By the time Xstrata was sold to Glencore in 2013, Mr Davis had turned the miner into the world’s largest exporter of thermal coal, the type used in power stations. Coal lay behind Xstrata’s decade-long record as a corporate success story, riding the commodities boom.

    So it is no surprise that Mr Davis could make coal his first deal for X2, the private company he has established with the aim of creating a mid-tier mining group. Having secured equity commitments of up to $5.6bn from investors, X2 is talking to Rio Tinto, the miner with listings in London and Sydney, about acquiring its Australian coal assets in New South Wales.

    No deal has been finalised and X2 and Rio both declined to comment, but Mr Davis appears ready to take a contrarian bet on coal.

    The commodity has been suffering from a supply glut for years. The price of thermal coal has halved since 2011, and opposition to fossil fuels’ role in contributing to climate-changing carbon dioxide emissions is growing.

    But Mr Davis is probably focused on the opportunity to buy coal assets at a low point in the commodities cycle. “It would make sense for this to be the first foray for X2, especially given that a private equity fund should be able to take a long-term view on a commodity that is out of favour,” said analysts at Investec.

    Analysts at several firms value Rio’s Australian thermal coal assets at between $900m and $2bn, and there is a plausible long-term rationale for buying them.

    Although Japan is no longer the largest importer of thermal coal, its utilities are prepared to pay a premium to the market price to lock in reliable, high quality supplies. Many Japanese power stations are configured to burn only high-grade Australian coal.

    If Mr Davis is successful in concluding a deal with Rio, marketing rights for the Australian coal would be handed to Noble Group, Asia’s biggest commodity trader by sales. Noble was an anchor investor in X2, pledging $500m alongside private equity group TPG.

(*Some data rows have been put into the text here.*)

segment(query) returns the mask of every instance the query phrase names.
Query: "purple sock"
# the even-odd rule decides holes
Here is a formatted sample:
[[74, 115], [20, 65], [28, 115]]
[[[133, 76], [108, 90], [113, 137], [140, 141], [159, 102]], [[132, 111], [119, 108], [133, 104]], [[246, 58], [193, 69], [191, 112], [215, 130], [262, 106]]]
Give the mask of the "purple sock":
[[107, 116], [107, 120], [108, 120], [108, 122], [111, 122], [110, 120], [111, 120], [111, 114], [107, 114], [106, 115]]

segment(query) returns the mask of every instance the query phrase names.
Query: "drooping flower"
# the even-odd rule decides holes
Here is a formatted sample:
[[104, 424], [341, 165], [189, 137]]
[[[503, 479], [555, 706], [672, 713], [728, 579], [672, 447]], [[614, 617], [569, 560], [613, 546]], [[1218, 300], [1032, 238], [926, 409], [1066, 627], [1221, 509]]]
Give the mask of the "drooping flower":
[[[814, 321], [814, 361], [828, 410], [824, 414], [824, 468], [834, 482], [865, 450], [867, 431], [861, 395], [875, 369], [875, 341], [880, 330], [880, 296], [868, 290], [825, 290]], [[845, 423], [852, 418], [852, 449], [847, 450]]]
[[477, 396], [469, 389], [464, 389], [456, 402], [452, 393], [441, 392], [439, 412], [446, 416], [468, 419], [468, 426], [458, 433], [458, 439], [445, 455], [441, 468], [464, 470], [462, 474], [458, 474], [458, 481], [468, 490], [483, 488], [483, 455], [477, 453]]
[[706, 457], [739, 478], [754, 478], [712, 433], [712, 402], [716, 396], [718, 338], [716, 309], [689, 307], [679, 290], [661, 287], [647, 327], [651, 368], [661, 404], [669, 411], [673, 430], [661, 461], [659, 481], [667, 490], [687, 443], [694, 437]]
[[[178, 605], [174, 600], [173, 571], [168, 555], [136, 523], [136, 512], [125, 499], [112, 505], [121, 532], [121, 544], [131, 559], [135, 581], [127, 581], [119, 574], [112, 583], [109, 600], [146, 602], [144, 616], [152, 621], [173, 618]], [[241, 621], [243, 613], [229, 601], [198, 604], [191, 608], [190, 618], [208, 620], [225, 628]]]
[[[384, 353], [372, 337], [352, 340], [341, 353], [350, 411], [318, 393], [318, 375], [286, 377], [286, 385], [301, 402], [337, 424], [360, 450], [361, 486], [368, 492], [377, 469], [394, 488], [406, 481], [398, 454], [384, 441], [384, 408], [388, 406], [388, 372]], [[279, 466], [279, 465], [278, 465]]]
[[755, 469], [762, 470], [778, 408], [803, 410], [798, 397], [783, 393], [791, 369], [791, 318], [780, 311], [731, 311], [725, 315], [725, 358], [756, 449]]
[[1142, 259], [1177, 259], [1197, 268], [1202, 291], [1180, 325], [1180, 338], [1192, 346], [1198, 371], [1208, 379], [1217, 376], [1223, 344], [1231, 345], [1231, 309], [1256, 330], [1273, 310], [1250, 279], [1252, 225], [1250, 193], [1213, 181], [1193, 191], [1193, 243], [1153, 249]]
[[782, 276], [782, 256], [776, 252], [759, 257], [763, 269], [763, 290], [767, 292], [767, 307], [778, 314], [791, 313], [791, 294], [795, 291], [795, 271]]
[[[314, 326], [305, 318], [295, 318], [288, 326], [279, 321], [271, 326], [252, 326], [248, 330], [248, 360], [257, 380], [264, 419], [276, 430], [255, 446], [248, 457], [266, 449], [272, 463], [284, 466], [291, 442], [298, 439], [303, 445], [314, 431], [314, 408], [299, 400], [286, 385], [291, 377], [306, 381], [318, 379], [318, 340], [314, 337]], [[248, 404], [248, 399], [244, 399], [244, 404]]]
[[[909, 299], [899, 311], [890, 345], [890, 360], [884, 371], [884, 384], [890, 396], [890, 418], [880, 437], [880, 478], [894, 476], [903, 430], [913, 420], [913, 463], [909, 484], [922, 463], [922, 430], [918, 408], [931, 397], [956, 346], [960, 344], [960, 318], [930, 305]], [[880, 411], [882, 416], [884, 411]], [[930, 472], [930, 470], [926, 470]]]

    It is almost two years since X2 announced its ambitions, and Mr Davis has been proved right in not rushing into a deal, given commodity prices have continued to decline.

    The problem for X2 remains finding an appropriate seller. Miners have generally been disposing of assets that Mr Davis would not want, or asking too high a price for those he may be interested in.

    Rio is no different. Sam Walsh, Rio’s chief executive, is wary of being excoriated by investors in years to come for having sold assets on the cheap.

    Mr Davis is not ruling out deals involving commodities beyond coal. Along with “bulks”, such as coal, he is expected to try to acquire mines producing industrial metals such as copper, manganese, nickel and zinc. Demand for these metals is more predictable than for precious ones such as gold.

    Given that a portfolio of businesses is X2’s aim, Mr Davis talked to BHP Billiton about a deal for its many unwanted assets.

    But BHP instead chose to offload its non-core businesses through the creation of a new public company, South32. It has had a difficult start, with its shares down 13 per cent since the stock started trading in May.

    Mr Davis could target a takeover of South32, which has some coal assets, or another listed company, although that would probably mean paying a premium to its share price. He has also been in talks with Anglo American, another miner selling a portfolio of unwanted coal, copper and platinum assets.

    The main competition for Rio’s thermal coal assets could come from Glencore.

    Peter Freyberg, Glencore’s head of coal, said this month it was ready to buy “bolt-on” coal assets.

    Now the world’s biggest exporter of thermal coal, Glencore’s Australian operations are next door to Rio’s. Privately, some Glencore executives see themselves as natural owners of Rio’s thermal coal assets.

    Cost savings are rare in mining deals but most likely when assets are close to each other, and analysts at Credit Suisse last year estimated potential for annual synergies of $500m from combining the Rio and Glencore operations in New South Wales.

    Paul Gait, analyst at Bernstein, says: “Glencore would get marketing and operational synergies, the price tag is not prohibitive and they already acquired Clermont [another Australian coal mine] from Rio. Against this X2 has the cash, a better balance sheet and no antitrust concerns to worry about.”